Paul Starobin, whose New York Times piece this weekend was the subject of these earlier thoughts, writes in with the following response:

I agree with Benjamin Wittes that there is an important, even a vital, distinction between being a lawyer in academia and being a lawyer in government with a client interest. And I talked with Harold Koh about this distinction as part of our wider discussion about how he came to his opinion, as the State Department’s legal advisor, that there were no “hostilities” in Libya for the purposes of engaging the War Powers Resolution. In my piece that ran in Sunday’s New York Times  he’s quoted saying “I am changing roles” in the shift from the academy to government.

But here’s the thing: On this very particular and quite controversial matter—the ‘no hostilities’ opinion—Harold is not falling back on the explanation that he is acting as a government attorney. To the contrary: He is saying that this opinion squares with his personal convictions about war powers—and more than that, that there is no inconsistency between his vision of war powers as fleshed out in this opinion and his vision as expressed in his past writings on the subject.
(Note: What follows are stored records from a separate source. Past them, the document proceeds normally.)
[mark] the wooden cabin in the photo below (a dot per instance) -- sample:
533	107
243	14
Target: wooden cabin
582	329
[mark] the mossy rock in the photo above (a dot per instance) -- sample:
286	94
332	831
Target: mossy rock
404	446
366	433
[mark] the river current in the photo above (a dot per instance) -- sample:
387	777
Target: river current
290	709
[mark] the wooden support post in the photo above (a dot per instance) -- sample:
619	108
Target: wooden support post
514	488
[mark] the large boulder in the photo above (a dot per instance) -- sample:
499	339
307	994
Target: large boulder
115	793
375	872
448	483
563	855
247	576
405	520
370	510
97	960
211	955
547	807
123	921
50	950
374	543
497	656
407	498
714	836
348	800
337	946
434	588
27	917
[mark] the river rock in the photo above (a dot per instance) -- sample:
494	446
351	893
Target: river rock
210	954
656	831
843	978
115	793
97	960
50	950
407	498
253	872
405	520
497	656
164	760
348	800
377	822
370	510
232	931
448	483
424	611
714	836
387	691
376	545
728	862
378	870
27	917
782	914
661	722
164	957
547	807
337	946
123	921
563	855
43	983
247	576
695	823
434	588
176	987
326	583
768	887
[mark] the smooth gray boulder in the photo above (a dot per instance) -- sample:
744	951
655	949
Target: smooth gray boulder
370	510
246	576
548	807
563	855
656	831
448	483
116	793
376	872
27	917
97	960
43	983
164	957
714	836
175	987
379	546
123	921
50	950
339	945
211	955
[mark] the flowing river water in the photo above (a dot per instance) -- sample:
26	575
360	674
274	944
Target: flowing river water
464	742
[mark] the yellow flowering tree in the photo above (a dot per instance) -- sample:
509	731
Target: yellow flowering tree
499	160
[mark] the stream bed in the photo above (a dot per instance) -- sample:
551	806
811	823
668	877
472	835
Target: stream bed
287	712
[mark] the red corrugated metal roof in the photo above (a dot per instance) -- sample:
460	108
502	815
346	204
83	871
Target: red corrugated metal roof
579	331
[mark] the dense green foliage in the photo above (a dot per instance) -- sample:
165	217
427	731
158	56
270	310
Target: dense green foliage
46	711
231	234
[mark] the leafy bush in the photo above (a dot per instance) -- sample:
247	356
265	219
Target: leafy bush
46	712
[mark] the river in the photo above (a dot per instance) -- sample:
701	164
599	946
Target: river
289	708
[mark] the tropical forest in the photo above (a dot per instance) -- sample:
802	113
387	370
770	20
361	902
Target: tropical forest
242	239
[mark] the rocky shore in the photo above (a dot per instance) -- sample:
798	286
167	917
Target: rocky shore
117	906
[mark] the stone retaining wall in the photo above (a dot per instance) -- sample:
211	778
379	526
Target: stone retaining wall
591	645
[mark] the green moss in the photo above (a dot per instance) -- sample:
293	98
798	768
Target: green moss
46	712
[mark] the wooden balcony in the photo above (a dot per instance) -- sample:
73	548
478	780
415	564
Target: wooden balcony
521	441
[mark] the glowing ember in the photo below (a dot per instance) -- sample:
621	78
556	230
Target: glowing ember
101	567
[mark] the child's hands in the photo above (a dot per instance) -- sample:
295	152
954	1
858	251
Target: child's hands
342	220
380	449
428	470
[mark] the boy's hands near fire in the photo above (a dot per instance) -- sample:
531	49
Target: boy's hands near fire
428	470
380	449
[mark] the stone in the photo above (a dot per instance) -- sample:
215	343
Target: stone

At one point, I asked him if he’d be making the case against the need for congressional consent of the Libya operation if he was still outside the government, and the commander in chief was John McCain—and he said yes, his opinion would be the same.

While a debate about the different hats an attorney can wear, inside and outside of government, can be illuminating, I think the focus here belongs on the substance of the particular opinion at issue. I tried to make the case in my piece that a worrisome precedent has been set. I’d be interested in hearing from anyone who thinks otherwise. Here’s the opinion, set forth inHarold’s testimony on June 28th to the Senate Foreign Relations Committee. (See p.4 in particular.)

A few thoughts in response:

First, Starobin’s point is far stronger is one takes his original article to be narrowly about Libya and “hostilities” than it is if one takes it be about Koh’s role in general.